Writing content that people will want to read is not something you can do in a spare half hour. You need to set aside time, and then you need to focus, even if your brain is in full rebellion and wants to go watch Corrie or get on with something it thinks is more urgent. You’ll have to be strict with yourself, and let your brain sulk as much as it wants.
Think Around Your Subject.
Now there’s a reason you started your business. It’s your particular area of expertise, something you are passionate about, and something that requires the skills that you excel in. If you find yourself staring at a blank page, bereft of inspiration, with no idea about how to start writing about your brand, think around your business and rely on your enthusiasm for the subject. While “Top Tips” guides and writing about the industry news of the day will always be popular and completely valid choices, there are other ways to engage your audience.
If your industry, craft or service has a long and interesting history, write about this. For example, people working in insurance could explore particularly fascinating cases, those who run a café could talk about the favourite cafés of famous literary figures, and a jeweller may explain the story of the world’s most remarkable precious stones.
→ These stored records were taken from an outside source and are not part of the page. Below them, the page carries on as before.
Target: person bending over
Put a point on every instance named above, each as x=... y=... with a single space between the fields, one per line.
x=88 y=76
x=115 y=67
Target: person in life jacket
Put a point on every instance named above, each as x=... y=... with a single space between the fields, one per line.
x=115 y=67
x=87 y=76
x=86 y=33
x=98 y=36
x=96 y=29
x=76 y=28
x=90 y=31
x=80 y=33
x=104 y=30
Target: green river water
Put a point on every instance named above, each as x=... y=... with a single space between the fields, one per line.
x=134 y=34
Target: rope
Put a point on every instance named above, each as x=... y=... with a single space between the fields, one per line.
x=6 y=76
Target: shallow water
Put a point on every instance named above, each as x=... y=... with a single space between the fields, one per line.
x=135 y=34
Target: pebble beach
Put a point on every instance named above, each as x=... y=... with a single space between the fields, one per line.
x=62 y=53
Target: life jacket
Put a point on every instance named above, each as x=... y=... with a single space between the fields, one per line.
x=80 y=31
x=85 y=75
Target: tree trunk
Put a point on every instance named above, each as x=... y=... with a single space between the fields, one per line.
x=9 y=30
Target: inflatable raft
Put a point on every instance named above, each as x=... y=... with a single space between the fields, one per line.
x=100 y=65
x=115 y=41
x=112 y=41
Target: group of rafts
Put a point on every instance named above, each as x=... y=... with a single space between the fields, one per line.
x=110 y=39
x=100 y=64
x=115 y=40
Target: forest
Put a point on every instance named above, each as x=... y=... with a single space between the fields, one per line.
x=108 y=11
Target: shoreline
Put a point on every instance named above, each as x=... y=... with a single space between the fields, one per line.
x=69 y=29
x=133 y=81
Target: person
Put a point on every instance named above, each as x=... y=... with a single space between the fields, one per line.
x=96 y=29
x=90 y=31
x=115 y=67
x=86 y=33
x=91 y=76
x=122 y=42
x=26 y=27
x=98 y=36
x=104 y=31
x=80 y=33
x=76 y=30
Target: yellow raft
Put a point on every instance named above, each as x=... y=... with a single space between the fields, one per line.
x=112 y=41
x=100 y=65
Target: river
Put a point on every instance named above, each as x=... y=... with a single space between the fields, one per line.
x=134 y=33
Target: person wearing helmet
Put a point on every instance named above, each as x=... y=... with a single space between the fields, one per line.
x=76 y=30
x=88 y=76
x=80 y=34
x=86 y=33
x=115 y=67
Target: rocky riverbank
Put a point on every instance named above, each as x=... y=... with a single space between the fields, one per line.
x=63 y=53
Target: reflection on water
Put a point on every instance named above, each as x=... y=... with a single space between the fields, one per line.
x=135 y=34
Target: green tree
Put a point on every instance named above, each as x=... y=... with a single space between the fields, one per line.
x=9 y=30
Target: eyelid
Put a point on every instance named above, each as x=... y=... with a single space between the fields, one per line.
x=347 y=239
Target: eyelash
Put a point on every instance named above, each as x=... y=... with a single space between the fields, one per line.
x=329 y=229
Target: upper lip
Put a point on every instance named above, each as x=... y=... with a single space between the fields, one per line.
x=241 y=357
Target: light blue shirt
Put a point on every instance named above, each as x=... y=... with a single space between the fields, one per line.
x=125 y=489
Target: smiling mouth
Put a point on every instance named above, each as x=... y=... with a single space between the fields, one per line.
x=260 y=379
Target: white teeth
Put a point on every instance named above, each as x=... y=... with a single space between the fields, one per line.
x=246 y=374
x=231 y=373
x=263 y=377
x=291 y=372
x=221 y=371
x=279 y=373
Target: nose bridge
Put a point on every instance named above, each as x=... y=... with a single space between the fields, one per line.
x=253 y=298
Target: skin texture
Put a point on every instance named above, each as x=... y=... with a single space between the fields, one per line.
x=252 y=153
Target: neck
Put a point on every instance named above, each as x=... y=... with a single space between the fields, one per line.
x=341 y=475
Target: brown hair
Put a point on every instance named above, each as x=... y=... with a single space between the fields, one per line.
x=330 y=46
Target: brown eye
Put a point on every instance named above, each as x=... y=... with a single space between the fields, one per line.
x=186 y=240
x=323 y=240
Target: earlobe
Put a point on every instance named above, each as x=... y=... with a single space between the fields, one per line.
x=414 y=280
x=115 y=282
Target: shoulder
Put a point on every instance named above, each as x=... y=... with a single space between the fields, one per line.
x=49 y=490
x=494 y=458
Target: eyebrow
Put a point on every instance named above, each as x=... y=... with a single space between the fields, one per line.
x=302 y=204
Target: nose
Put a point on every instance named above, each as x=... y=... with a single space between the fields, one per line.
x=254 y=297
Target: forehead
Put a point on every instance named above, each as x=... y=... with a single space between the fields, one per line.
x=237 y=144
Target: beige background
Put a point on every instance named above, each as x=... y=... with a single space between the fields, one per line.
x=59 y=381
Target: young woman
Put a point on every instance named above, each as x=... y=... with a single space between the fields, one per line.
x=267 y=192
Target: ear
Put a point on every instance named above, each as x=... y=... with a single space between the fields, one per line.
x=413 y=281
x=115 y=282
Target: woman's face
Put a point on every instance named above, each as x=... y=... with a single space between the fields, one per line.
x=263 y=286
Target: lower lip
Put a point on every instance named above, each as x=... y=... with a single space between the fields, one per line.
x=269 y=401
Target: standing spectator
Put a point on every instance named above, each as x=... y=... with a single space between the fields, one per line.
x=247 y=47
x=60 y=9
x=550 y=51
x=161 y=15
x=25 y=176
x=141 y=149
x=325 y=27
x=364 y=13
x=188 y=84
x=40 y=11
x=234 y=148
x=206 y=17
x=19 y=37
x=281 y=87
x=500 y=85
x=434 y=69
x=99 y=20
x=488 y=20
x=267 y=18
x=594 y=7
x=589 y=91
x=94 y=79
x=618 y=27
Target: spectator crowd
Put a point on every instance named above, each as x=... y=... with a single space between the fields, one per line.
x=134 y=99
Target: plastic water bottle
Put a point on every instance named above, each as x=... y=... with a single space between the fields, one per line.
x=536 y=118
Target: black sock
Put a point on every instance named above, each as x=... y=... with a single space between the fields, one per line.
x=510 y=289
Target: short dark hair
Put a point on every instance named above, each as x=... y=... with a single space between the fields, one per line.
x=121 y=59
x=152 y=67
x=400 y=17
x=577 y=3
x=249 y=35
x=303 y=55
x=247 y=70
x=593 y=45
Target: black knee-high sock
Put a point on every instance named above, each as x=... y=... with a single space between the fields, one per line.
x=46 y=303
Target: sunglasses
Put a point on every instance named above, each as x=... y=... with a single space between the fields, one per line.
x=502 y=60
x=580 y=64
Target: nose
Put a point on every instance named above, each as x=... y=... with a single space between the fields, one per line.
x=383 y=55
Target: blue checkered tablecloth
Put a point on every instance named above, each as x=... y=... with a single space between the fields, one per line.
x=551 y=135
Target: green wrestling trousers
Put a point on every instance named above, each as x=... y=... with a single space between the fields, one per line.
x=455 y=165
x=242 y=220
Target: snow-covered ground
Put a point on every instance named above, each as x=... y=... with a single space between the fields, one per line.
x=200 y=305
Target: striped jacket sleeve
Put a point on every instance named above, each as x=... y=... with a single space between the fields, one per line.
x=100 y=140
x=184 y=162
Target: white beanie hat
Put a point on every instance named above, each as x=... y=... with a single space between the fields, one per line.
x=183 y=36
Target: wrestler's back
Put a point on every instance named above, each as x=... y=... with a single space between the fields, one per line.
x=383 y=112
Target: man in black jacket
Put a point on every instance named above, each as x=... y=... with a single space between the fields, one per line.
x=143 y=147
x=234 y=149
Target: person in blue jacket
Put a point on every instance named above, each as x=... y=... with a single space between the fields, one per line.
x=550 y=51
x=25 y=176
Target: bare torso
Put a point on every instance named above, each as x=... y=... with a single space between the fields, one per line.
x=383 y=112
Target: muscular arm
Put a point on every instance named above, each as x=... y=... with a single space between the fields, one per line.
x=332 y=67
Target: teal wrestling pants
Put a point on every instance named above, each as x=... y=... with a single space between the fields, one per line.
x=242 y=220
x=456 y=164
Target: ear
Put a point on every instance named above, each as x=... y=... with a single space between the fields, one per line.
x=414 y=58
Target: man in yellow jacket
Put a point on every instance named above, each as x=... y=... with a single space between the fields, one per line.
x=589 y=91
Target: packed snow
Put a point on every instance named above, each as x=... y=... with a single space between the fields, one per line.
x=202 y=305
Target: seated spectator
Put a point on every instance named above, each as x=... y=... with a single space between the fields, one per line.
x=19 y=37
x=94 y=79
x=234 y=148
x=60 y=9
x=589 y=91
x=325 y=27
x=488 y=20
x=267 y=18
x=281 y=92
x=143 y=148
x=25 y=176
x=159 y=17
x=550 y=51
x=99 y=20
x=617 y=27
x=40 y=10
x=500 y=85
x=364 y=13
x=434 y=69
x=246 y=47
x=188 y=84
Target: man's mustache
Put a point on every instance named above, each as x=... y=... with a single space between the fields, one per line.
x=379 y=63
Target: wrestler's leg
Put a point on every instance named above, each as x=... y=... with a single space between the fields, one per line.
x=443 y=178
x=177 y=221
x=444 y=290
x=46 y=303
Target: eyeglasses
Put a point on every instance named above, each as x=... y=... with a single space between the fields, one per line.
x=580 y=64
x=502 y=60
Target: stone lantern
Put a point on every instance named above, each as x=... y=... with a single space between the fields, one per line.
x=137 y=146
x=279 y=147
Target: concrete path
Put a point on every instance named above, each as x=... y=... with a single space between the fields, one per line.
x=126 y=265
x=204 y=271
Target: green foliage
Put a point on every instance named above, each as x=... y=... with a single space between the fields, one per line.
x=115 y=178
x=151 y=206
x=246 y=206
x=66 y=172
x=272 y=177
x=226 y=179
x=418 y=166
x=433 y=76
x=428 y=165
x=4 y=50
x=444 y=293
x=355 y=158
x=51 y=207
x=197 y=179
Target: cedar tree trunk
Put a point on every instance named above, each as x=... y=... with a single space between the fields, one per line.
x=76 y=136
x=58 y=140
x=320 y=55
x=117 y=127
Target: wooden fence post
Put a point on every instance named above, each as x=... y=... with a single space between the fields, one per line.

There’s huge scope whatever your business specialises in, and if you can’t find anything directly to write about then your blog is a brilliant opportunity to showcase your business practises, and let people get to know you and your staff.
Beat Writers Block By Writing.
Write anything. Type out any words that have the vaguest association with your subject. Brainstorm until your brain hurts. You don’t have to publish what you write and you can edit away later, the trick is to get away from a blank page. Even the most ridiculous gibberish can have a glint of a idea in it, and if not, at least it will make you chuckle reading it back.
Reread and Edit. A lot.
Oh, typos, they are nearly inevitable. Everyone does them. And you may think that if you haven’t accidentally replaced the N with a C in “funk” or left out the L in “clock” that it’s fine, and people will be understanding. But unfortunately, they are not. Pedants hide in every corner of the internet and if they aren’t ready to fact-check every inch of your article or pull apart your grammar, even the average reader will find misspellings and typos unprofessional.
While your tone can be conversational, and perfect grammar isn’t always necessary if it’s going to detract from your writing style (lots of people will start a sentence with a “But”, for example) generally you will need to be spot on, or it will reflect badly on your attention to detail. Also, something that you thought was a brilliant idea may, after a bit of contemplation, suddenly seem very ill-advised. Make sure you get at least one other person to look over your work, re-read carefully and edit ruthlessly.
There’s a reason why people blog in their spare time – it’s FUN. This is a chance for you to write about what you care about, connect with others, and express yourself. Take advantage of this opportunity for a creative outlet, and you could find that writing your blog could become one of the pleasures of running a business.